Re: [PATCH/RFC] driver core: Postpone DMA tear-down until after devres release

From: Robin Murphy
Date: Mon Feb 11 2019 - 05:22:47 EST


On 08/02/2019 18:55, Geert Uytterhoeven wrote:
Hi Robin,

On Fri, Feb 8, 2019 at 6:55 PM Robin Murphy <robin.murphy@xxxxxxx> wrote:
On 08/02/2019 16:40, Joerg Roedel wrote:
On Thu, Feb 07, 2019 at 08:36:53PM +0100, Geert Uytterhoeven wrote:
diff --git a/drivers/base/dd.c b/drivers/base/dd.c
index 8ac10af17c0043a3..d62487d024559620 100644
--- a/drivers/base/dd.c
+++ b/drivers/base/dd.c
@@ -968,9 +968,9 @@ static void __device_release_driver(struct device *dev, struct device *parent)
drv->remove(dev);

device_links_driver_cleanup(dev);
- arch_teardown_dma_ops(dev);

devres_release_all(dev);
+ arch_teardown_dma_ops(dev);
dev->driver = NULL;
dev_set_drvdata(dev, NULL);
if (dev->pm_domain && dev->pm_domain->dismiss)

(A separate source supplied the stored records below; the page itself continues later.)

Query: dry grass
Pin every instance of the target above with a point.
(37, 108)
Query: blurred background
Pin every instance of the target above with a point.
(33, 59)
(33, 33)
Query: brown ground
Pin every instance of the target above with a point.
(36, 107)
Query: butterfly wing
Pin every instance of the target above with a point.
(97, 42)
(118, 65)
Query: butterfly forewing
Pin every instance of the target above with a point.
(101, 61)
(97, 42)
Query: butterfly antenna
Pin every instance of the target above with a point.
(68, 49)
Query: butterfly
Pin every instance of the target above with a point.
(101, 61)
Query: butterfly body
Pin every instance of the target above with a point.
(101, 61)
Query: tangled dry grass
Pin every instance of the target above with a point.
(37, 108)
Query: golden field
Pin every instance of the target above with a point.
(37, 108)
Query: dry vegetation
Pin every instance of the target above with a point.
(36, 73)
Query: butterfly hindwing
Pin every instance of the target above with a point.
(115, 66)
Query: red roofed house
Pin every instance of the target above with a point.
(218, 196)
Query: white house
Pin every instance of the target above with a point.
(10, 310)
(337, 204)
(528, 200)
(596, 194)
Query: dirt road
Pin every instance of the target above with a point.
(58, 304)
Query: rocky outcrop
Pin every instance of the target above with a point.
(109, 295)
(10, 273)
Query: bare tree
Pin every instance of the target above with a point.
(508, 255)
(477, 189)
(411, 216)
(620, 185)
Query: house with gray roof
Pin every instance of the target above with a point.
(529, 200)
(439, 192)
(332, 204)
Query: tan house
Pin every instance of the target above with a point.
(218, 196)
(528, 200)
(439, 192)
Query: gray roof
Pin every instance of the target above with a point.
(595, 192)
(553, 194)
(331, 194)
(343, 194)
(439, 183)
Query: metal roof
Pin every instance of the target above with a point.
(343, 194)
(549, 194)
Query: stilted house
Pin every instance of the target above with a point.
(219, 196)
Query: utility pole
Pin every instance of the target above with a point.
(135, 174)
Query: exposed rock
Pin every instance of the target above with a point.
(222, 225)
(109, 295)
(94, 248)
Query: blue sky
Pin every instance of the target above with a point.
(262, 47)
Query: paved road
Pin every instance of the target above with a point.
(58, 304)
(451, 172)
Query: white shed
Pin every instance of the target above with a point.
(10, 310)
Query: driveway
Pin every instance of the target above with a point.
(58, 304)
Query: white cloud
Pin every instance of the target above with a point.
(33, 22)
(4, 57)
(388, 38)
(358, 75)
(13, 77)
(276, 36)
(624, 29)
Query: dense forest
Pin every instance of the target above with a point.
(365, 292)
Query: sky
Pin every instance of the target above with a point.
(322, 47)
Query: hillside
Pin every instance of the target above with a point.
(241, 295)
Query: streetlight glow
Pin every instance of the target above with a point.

Thanks for the fix! Should it also be tagged for stable and get a Fixes

FTR, Greg has added it to driver-core-testing, with a CC to stable.

So I see, great!

tag? I know it only triggers with a fix in v5.0-rc, but still...

I think so:

Fixes: 09515ef5ddad ("of/acpi: Configure dma operations at probe time
for platform/amba/pci bus devices")

Thanks! It won't backport cleanly due to commit dc3c05504d38849f
("dma-mapping: remove dma_deconfigure") in v4.20, though.

Ah yes - backports beyond that should simply be a case of moving the dma_deconfigure() wrapper in the same manner.

Thanks,
Robin.

There aren't many drivers using dmam_alloc_*(), let alone which would
also find themselves behind an IOMMU on an Arm system, but it turns out
I actually have another one which can reproduce the BUG() with 5.0-rc.

SATA core uses dmam_alloc_*().

I've tried a 4.12 kernel with a bit of instrumentation[1] and sure
enough the devres-managed buffer is freed with the wrong ops[2] even
then. How it manages not to blow up more catastrophically I have no
idea... I guess at best it just leaks the buffers and IOMMU mappings,
and at worst quietly frees random other pages instead.

May depend on the actual ops, and whether CMA is used or not.